Juez de El Bronx rechaza demanda contra Arroyo

Un candidato opositor había acusado a la asambleísta Carmen Arroyo de fraude electoral en las primarias
Juez de El Bronx rechaza demanda contra Arroyo
La asambleísta Carmen Arroyo interactuando con votantes en el colegio electoral.
Foto: Cortesía

El Bronx – La demanda presentada por un candidato a la asamblea para que se repitan las primarias demócratas por el Distrito 84, fue desestimada en la corte de El Bronx.

Indicando que la demanda se había presentado fuera de plazo y rehusando entrar en si había causa para la misma, el juez John Carter -en una audiencia de apenas 10 minutos- desestimó la demanda de Maxi Rivera, que alegaba fraude por parte de su contrincante, la asambleísta Carmen Arroyo.

Rivera presentó declaraciones juradas de testigos que alegaban presenciaron la actuación ilegal de Arroyo en los colegios electorales, así como fotos tomadas de algunas de esas actuaciones de la asambleísta durante el día de las elecciones.

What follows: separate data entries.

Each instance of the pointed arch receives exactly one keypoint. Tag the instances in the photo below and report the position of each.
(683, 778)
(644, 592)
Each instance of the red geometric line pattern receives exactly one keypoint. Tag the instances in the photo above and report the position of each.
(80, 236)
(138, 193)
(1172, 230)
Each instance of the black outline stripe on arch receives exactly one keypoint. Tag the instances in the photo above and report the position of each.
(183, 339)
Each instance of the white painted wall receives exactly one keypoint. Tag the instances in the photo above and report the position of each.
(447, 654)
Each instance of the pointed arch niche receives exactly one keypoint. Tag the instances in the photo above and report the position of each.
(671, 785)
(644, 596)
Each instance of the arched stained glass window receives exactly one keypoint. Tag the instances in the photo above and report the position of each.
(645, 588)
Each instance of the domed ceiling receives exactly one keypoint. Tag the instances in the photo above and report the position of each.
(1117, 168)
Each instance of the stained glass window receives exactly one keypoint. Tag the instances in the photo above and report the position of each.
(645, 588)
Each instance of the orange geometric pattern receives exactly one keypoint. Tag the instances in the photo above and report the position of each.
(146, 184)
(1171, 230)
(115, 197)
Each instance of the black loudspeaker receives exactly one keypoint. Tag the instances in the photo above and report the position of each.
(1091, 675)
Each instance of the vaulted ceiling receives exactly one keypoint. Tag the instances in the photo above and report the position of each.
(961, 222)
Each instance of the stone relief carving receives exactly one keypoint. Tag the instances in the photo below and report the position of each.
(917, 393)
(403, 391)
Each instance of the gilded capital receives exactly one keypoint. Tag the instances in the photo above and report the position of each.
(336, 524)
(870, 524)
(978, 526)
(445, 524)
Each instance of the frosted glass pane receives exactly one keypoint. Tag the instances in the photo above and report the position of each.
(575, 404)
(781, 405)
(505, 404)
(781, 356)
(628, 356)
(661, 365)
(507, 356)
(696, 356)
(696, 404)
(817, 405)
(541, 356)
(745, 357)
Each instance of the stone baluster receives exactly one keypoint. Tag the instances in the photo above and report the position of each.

En unas de las fotos se ve a Arroyo dentro de los centros de votación interactuando con votantes y trabajadores de las mesas de votación, en otras se puede ver un auto de campaña de la asambleísta estacionado enfrente del colegio electoral.

La demanda incluyó también irregularidades por parte de la Junta Electoral como que hubiera cambios en los colegios de votación y que las boletas estuvieran escritas en una letra más pequeña de la que establece la ley lo que dificultó a las personas mayores para su lectura, dejándolas en las manos de aquellos que “les ayudaban” a cumplimentarlas.

La Junta Electoral ya ha rectificado el tamaño de la letra en las boletas que se presentarán en noviembre.

El escaño se disputaba además por un tercer candidato Charles R. Serrano, cuyo abogado Jay F. Boyarsky -en nombre de su cliente- respaldó las alegaciones de Rivera.

Stanley Schlein, abogado de Arroyo, negó las acusaciones y resaltó que su cliente había ganado las elecciones con un rotundo 52.57%.

A la salida de la corte Rivera, que se representó a sí mismo, anunció que apelaría la decisión.

Al cierre de esta edición ni la asambleísta ni su oficina habían contestado a nuestras llamadas.